Obama and his administration immediately fought back. In May 2011, Attorney General Eric Holder stated he only heard about Fast and Furious a few weeks earlier, a fact that would later be refuted by documents back to July 2010 that showed Holder was briefed on this operation. He also made the ludicrous statement that the US was losing the battle to stop the flow of illegal guns into Mexico, while the ATF was actually involved in this flow of guns under his watch as AG. President Obama promised the American people that somebody would be held accountable for this operation, which has yet to happen. These investigations continued with tons of resistance from the Obama administration. Then in June 2012, Holder became the first sitting member of the Cabinet to be held in criminal contempt of Congress for refusing to disclose internal Justice Department documents in response to a subpoena.

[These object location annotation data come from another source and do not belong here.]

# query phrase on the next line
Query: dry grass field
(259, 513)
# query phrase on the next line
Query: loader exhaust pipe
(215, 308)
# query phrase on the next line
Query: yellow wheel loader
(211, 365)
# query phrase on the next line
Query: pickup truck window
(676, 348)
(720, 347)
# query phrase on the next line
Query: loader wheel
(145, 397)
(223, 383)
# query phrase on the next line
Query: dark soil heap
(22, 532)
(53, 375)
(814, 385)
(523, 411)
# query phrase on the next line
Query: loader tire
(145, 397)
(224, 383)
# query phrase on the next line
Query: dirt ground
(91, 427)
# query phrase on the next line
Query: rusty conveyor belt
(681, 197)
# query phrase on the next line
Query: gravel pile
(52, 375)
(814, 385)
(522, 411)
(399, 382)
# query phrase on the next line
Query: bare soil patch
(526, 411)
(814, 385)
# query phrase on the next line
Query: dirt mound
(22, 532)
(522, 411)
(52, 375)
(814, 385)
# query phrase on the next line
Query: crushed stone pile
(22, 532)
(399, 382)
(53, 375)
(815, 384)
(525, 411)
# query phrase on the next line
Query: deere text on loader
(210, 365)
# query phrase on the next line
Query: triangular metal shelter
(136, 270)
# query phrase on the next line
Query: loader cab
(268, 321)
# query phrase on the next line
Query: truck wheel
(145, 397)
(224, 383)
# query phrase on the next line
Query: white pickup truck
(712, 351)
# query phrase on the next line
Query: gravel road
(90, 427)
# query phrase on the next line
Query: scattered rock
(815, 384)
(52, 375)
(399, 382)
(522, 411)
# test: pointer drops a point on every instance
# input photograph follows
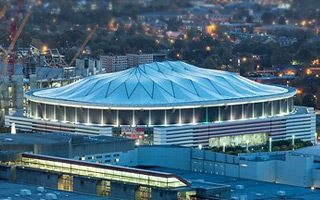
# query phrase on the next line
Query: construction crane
(9, 54)
(3, 11)
(88, 38)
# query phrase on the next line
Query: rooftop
(160, 84)
(48, 138)
(253, 189)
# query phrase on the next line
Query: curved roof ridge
(161, 83)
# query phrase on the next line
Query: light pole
(270, 144)
(293, 142)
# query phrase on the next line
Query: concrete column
(65, 113)
(149, 120)
(117, 118)
(133, 118)
(193, 116)
(242, 111)
(101, 117)
(76, 115)
(37, 115)
(88, 116)
(207, 114)
(253, 115)
(54, 112)
(165, 117)
(45, 111)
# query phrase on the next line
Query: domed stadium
(160, 94)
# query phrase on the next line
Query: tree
(282, 20)
(267, 18)
(212, 62)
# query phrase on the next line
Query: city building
(104, 180)
(175, 103)
(114, 63)
(96, 148)
(156, 172)
(119, 63)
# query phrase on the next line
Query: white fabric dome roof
(169, 83)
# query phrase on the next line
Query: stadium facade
(180, 103)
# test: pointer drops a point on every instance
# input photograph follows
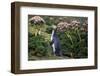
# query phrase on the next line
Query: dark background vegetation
(73, 41)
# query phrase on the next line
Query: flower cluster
(37, 20)
(62, 26)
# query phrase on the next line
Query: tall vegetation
(72, 33)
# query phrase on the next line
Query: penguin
(55, 42)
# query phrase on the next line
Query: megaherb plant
(72, 33)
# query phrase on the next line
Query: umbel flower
(38, 23)
(37, 20)
(75, 23)
(62, 26)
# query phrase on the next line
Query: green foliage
(73, 41)
(38, 46)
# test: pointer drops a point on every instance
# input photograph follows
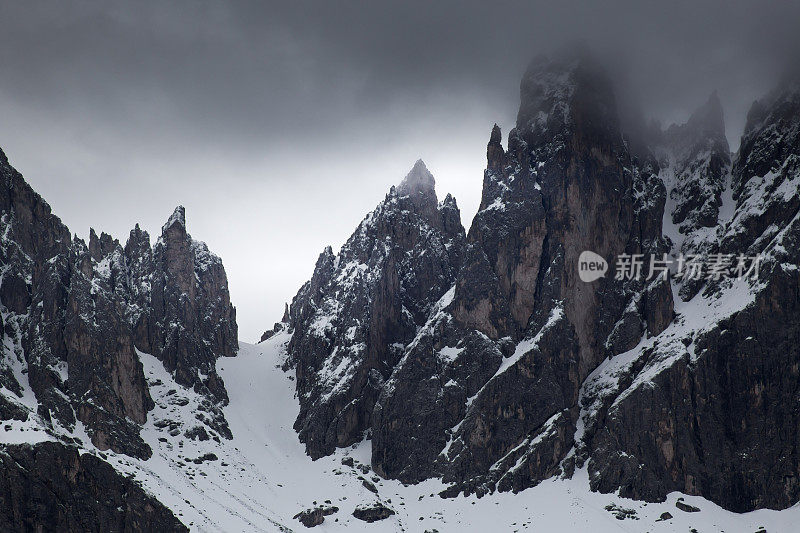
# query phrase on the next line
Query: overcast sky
(280, 125)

So now fast forward to Tuesday, during the last days of Holder’s tenure as AG and on an Election Day that ended up being a huge loss for Obama and the Democrats, documents requested years ago were finally released after a federal judge ordered the release. Now of course these documents contained redactions, a form of editing where text is combined and altered slightly, which Issa is looking into the legality of such a process. Odds are this contains information that could implicate or further embarrass the Obama administration. So much for the promise of transparency that Obama made many years ago.
Hopefully these documents and the investigations by Congress will finally succeed in another failed promise from Obama – determine who should be held accountable for the deaths of Americans & Mexicans from this operation and who should be held accountable for allowing such a policy as this to exist.